Ich finde, dass dies eine sehr ehrliche "Rechenschaft" ist mit einer souveränen Behandlung der üblen Vorwürfe gegen seine Person.
Mo Yans Nobel-Vorlesung
Übertragen aus dem Chinesischen von Karin Betz
7. Dezember 2012
Die Geschichtenerzähler
Sehr geehrte Mitglieder der Schwedischen Akademie, sehr geehrte Damen und Herren:Ich nehme an, daβ die Anwesenden über das Fernsehen oder das Internet bereits mehr oder weniger mit der Gemeinde Gaomi im Kreis Dongbei vertraut geworden sind. Vielleicht haben Sie auch Bilder meines neunzigjährigen Vaters gesehen, meines älteren Bruders, meiner älteren Schwester, meiner Frau, meiner Tochter und meiner ein Jahr und vier Monate zählenden Enkeltochter. Doch den Menschen, den ich am meisten vermisse, können Sie leider nicht mehr zu Gesicht bekommen: meine Mutter. Viele haben sich, nachdem mir der Preis zugesprochen wurde, mit mir freuen können, nur meine Mutter nicht.
Meine Mutter wurde 1922 geboren und starb 1994. Wir haben ihre sterblichen Überreste in einem Pfirsichgarten im Osten des Dorfes begraben.

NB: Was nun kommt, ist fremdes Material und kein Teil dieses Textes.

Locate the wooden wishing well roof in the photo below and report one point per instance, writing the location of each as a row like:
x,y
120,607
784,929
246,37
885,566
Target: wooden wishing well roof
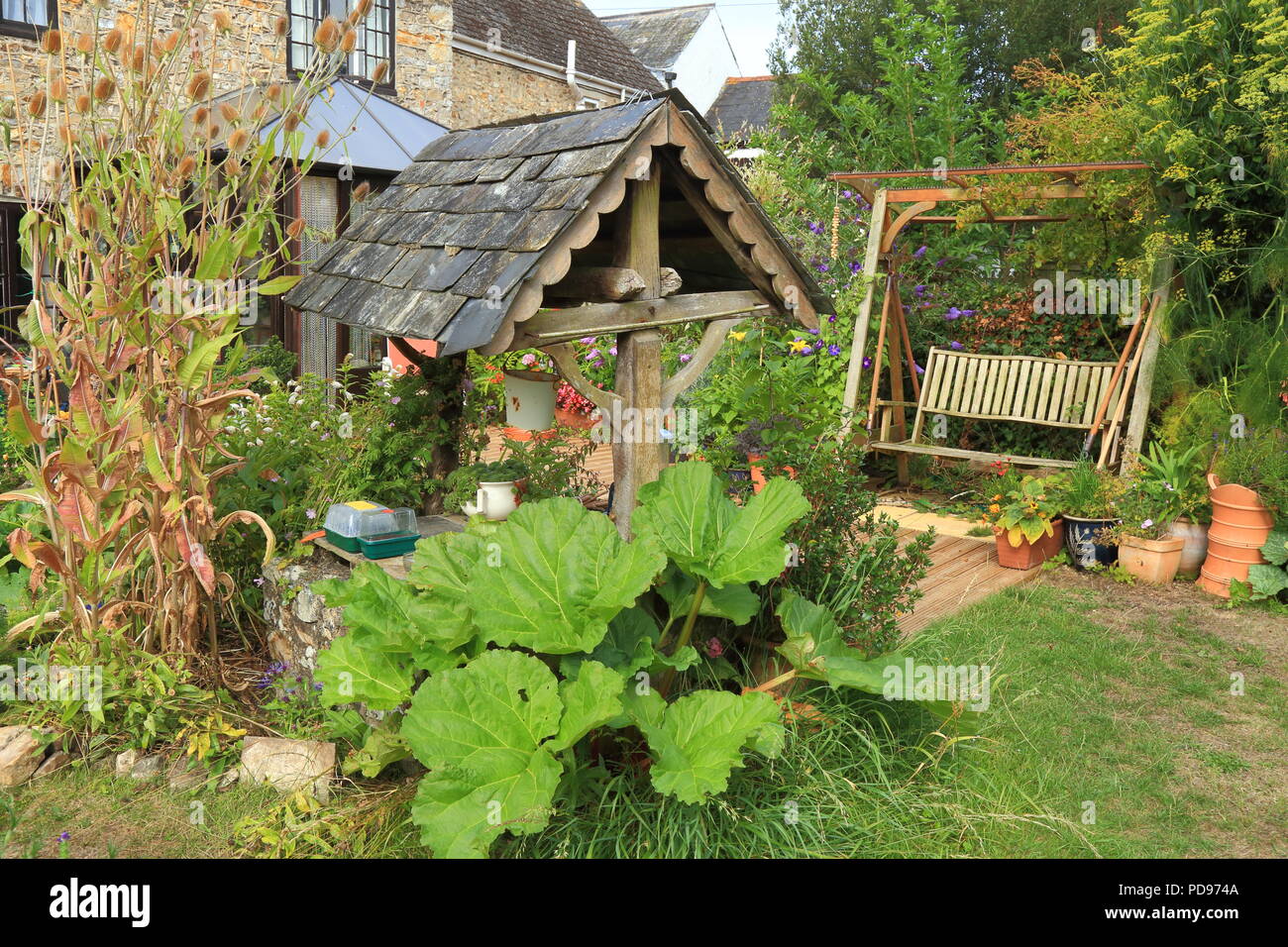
x,y
462,245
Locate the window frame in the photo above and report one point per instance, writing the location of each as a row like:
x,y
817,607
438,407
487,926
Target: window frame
x,y
387,85
24,30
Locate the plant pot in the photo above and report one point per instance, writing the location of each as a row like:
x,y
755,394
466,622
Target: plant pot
x,y
1029,554
1080,541
1194,551
1240,526
494,500
1150,561
529,399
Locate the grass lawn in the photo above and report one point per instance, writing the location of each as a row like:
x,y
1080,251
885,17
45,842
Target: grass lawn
x,y
1103,693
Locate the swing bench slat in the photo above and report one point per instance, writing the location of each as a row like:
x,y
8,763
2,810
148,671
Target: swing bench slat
x,y
1026,389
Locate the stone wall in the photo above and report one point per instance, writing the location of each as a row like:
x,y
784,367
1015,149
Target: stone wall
x,y
485,91
249,53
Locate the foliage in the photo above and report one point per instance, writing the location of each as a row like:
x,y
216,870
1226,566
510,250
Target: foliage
x,y
1270,579
134,201
1026,510
541,630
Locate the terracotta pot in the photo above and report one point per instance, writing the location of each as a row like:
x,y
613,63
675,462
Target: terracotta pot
x,y
1194,551
1240,526
1150,561
1029,554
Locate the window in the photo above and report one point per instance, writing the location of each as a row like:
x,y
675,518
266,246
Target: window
x,y
25,17
375,35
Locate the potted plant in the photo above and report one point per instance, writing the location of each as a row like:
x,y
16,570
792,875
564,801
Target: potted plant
x,y
1248,482
1146,548
1026,522
487,488
1089,515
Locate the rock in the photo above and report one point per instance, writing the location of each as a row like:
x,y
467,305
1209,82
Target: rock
x,y
288,764
181,779
21,754
53,762
149,767
125,762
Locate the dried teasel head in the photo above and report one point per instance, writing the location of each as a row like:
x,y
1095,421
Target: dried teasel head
x,y
327,35
198,86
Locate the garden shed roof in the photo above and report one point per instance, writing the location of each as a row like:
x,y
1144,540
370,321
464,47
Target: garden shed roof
x,y
462,247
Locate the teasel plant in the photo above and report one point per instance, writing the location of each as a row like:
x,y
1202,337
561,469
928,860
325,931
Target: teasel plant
x,y
147,192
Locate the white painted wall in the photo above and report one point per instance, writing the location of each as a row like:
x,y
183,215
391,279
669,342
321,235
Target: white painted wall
x,y
704,64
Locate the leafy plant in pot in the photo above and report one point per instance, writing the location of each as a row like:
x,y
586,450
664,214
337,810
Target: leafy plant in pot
x,y
1026,521
1146,548
1089,514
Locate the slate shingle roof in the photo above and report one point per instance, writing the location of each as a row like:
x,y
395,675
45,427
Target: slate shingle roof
x,y
657,38
541,29
742,106
443,250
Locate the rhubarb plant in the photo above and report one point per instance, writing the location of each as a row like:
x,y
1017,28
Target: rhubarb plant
x,y
513,644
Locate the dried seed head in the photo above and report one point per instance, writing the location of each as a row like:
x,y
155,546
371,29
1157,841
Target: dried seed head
x,y
198,86
327,35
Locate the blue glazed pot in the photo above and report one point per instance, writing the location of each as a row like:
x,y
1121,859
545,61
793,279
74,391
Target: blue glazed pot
x,y
1080,540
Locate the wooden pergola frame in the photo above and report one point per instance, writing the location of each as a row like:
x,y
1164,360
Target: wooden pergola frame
x,y
894,209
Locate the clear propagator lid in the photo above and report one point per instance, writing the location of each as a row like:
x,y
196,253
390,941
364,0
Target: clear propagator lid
x,y
362,518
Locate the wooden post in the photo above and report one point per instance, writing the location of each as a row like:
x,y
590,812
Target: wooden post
x,y
1134,436
861,329
636,441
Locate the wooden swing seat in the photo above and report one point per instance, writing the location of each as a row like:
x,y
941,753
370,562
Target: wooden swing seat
x,y
1028,389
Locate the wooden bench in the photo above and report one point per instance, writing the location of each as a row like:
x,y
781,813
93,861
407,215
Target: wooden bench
x,y
1051,392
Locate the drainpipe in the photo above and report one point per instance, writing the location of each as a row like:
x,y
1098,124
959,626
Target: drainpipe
x,y
571,72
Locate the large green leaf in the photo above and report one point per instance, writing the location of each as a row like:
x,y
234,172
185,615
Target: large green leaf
x,y
1276,548
707,535
697,741
481,731
816,650
557,577
352,673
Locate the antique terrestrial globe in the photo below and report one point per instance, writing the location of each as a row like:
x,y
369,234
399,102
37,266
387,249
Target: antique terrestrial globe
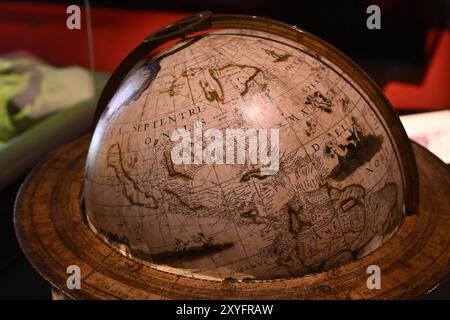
x,y
342,193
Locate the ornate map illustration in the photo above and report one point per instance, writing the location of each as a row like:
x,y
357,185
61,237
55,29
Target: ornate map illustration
x,y
338,194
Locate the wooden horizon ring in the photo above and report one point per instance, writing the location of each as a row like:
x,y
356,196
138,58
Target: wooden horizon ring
x,y
53,233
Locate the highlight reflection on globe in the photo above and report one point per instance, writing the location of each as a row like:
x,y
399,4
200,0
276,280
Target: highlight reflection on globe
x,y
337,196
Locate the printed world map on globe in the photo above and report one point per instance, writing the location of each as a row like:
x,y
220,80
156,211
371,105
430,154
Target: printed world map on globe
x,y
337,195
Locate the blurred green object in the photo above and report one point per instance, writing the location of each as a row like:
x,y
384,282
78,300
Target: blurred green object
x,y
41,107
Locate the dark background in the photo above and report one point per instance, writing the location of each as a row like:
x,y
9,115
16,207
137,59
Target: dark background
x,y
401,51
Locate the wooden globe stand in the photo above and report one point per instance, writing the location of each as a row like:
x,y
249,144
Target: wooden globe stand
x,y
54,234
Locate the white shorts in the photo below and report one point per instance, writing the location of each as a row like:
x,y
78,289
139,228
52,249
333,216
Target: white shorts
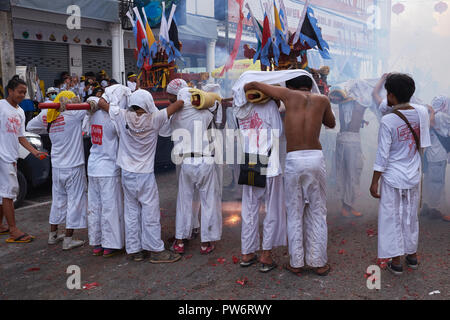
x,y
9,185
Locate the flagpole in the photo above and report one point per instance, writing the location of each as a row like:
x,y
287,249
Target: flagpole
x,y
300,24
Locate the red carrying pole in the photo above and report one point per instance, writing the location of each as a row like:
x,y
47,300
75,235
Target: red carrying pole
x,y
75,106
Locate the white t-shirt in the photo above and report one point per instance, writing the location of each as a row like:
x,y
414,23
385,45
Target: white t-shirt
x,y
397,156
193,125
65,135
258,131
12,126
105,143
131,85
137,154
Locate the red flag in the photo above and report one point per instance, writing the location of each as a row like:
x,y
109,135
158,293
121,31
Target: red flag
x,y
237,41
140,35
266,31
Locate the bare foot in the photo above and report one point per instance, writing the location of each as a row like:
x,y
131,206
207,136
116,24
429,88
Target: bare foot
x,y
266,257
292,269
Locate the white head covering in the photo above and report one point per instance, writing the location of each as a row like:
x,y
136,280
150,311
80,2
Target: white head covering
x,y
143,99
175,86
118,94
241,106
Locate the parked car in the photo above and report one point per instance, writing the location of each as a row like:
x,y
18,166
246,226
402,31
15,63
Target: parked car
x,y
31,172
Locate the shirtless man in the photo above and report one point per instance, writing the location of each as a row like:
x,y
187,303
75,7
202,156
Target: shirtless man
x,y
305,171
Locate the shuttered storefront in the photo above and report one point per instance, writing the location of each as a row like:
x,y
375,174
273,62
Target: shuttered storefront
x,y
50,59
96,59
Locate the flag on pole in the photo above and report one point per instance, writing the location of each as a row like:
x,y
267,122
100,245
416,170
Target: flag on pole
x,y
280,40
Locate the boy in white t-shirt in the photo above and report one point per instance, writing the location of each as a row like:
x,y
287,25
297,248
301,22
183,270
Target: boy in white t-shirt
x,y
12,133
69,185
105,195
138,128
398,167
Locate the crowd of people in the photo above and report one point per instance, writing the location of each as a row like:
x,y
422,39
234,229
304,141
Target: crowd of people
x,y
120,204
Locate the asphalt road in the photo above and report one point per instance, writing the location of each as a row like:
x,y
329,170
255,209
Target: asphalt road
x,y
38,271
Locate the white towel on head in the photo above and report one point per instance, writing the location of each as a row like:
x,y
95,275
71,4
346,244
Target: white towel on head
x,y
118,94
242,108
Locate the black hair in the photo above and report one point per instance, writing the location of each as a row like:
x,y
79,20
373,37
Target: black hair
x,y
401,85
300,82
97,90
14,83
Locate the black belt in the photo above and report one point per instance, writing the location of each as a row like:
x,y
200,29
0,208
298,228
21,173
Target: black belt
x,y
197,155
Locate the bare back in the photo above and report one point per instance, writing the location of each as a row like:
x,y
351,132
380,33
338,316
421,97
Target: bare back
x,y
305,114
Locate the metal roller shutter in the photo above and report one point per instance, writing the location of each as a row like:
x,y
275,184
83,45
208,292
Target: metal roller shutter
x,y
50,59
96,59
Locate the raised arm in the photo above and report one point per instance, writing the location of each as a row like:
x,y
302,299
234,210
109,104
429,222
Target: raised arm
x,y
102,104
376,91
329,120
275,92
174,107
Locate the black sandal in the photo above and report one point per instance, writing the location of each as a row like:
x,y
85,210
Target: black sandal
x,y
250,262
267,267
325,273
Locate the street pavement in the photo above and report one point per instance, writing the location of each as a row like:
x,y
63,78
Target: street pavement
x,y
39,271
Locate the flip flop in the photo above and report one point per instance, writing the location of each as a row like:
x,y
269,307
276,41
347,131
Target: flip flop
x,y
250,262
19,239
322,274
286,267
267,267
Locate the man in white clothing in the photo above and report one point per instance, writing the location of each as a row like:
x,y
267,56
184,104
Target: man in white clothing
x,y
436,158
402,135
105,195
138,128
12,133
198,172
69,185
305,171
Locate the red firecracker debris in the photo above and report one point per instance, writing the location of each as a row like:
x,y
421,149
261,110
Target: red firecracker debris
x,y
92,285
382,263
33,269
242,281
371,232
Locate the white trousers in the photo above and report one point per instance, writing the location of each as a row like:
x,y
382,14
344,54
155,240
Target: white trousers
x,y
274,225
306,208
142,212
105,212
349,165
69,197
204,178
9,185
398,223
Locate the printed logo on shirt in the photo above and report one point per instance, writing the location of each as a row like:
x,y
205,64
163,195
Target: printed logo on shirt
x,y
254,124
57,125
405,134
97,134
13,125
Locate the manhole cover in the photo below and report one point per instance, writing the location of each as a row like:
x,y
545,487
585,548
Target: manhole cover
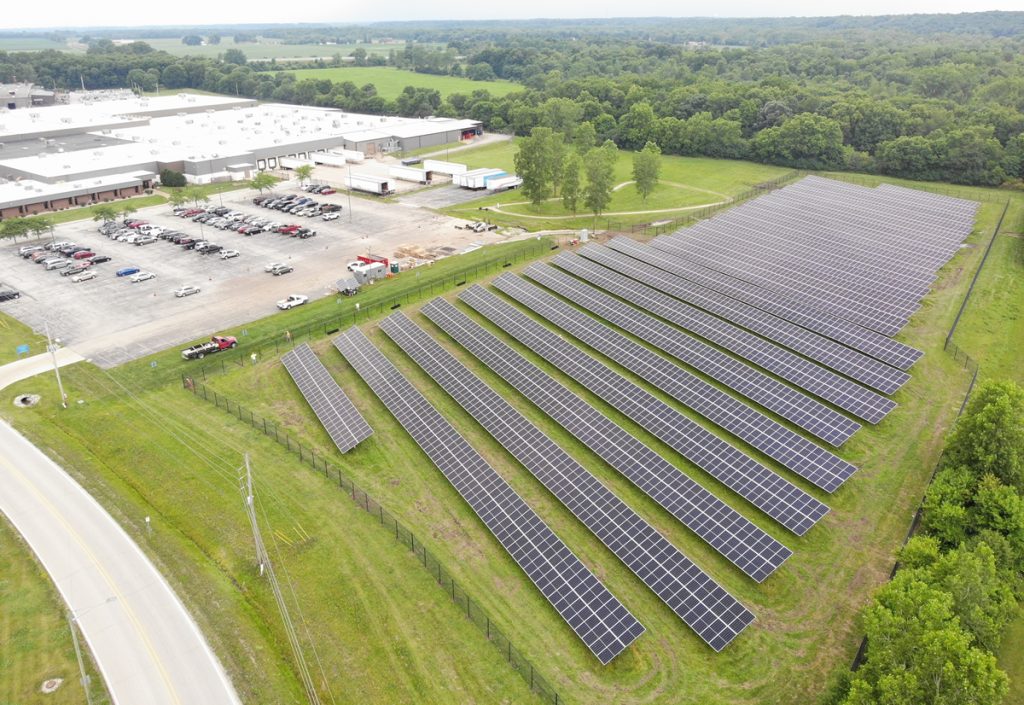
x,y
26,401
51,685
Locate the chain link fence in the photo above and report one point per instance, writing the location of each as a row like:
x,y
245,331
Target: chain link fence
x,y
538,683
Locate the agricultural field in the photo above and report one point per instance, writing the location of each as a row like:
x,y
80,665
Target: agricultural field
x,y
390,82
379,620
31,44
687,183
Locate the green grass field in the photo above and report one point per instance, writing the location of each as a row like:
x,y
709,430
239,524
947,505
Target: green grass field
x,y
148,448
390,82
686,183
30,44
35,636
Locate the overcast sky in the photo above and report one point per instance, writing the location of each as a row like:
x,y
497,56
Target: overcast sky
x,y
16,14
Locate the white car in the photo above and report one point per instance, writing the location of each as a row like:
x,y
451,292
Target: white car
x,y
292,301
187,290
84,276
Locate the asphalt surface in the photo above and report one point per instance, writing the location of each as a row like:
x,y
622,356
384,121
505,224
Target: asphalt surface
x,y
145,645
110,320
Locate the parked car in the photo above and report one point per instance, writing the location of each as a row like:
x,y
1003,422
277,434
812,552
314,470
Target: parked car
x,y
292,301
75,268
84,276
214,344
186,290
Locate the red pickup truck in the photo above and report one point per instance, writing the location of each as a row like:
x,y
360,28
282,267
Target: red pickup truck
x,y
216,344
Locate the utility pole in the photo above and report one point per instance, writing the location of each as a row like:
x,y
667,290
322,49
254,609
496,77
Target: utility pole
x,y
266,568
56,369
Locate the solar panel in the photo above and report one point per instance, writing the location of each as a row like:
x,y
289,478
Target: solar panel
x,y
594,614
806,374
867,341
792,450
704,605
341,420
852,363
748,546
868,313
781,500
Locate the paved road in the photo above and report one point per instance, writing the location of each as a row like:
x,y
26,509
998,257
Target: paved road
x,y
37,364
145,644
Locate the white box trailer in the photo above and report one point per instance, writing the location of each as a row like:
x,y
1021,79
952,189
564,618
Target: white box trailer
x,y
294,163
476,178
496,183
351,156
450,168
369,183
409,173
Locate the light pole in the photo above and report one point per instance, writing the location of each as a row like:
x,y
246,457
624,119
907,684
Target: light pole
x,y
56,369
349,191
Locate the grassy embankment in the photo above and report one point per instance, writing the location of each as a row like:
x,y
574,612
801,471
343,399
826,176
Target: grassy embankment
x,y
160,452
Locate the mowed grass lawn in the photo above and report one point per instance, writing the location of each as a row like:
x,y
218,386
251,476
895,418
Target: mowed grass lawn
x,y
35,637
390,82
376,617
686,183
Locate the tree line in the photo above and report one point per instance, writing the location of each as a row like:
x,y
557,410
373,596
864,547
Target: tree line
x,y
933,629
886,98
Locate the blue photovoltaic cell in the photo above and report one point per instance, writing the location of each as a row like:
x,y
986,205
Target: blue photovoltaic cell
x,y
594,614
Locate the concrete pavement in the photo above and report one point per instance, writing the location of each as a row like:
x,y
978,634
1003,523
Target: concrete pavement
x,y
144,643
37,364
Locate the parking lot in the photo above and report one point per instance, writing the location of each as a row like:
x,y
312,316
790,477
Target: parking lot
x,y
112,320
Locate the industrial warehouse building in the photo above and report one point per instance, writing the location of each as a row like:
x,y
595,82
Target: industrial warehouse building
x,y
83,153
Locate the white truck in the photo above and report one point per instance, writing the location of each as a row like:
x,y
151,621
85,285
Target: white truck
x,y
369,183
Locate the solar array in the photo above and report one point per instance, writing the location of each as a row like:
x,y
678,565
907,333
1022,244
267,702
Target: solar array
x,y
341,420
845,360
867,255
851,334
594,614
744,544
806,412
695,597
792,450
787,504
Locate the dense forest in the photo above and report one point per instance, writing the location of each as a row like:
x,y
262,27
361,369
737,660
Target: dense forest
x,y
934,97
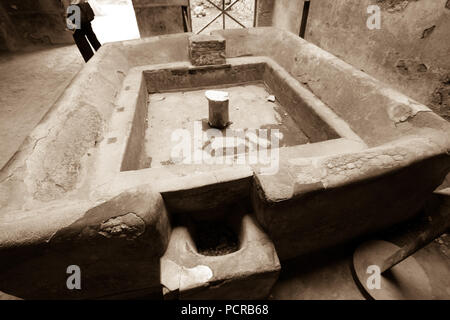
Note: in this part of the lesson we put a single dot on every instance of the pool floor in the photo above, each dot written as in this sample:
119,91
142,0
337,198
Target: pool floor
249,109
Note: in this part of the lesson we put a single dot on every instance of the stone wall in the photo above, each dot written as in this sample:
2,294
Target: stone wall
410,52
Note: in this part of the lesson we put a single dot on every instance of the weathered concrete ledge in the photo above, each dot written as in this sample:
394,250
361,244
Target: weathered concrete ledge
116,244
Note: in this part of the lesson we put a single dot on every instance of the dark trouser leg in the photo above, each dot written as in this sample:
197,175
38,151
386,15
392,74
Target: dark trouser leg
92,37
83,45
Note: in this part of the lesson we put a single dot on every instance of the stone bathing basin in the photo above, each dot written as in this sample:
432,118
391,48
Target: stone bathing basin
96,184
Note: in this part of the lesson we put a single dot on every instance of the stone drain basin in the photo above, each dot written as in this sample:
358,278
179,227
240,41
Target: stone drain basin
98,183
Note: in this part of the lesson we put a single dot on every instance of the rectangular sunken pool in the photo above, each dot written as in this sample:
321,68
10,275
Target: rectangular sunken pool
164,102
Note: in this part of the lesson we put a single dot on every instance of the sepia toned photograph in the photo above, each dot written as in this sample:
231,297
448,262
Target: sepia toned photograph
222,158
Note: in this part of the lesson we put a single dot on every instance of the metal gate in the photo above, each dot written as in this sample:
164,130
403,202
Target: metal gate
223,12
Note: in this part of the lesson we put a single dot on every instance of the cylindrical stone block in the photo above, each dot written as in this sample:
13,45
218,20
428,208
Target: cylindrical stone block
218,109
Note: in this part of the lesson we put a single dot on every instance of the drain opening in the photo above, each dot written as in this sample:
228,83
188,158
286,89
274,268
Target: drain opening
215,238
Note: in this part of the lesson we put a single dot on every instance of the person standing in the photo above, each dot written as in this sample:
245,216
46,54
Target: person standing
83,34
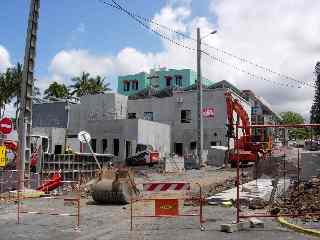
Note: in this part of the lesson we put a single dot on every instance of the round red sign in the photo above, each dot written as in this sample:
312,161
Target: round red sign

Im vergangenen Jahr plante man die Verlegung einer Bahnlinie durch den Garten und uns blieb nichts anderes übrig, als ihr Grab an einen anderen Ort außerhalb des Dorfes zu verlegen. Als wir das Grab öffneten, stellten wir fest, daβ der Sarg längst zerfallen und die Asche meiner Mutter bereits eins mit der Erde geworden war. Wir muβten uns damit begnügen, symbolisch etwas Erde auszugraben, die wir in das neue Grab legten. Ich begriff damals, daβ meine Mutter ein Teil der Erde ist. Alles, was ich auf dieser Erde stehend erzähle, erzähle ich meiner Mutter.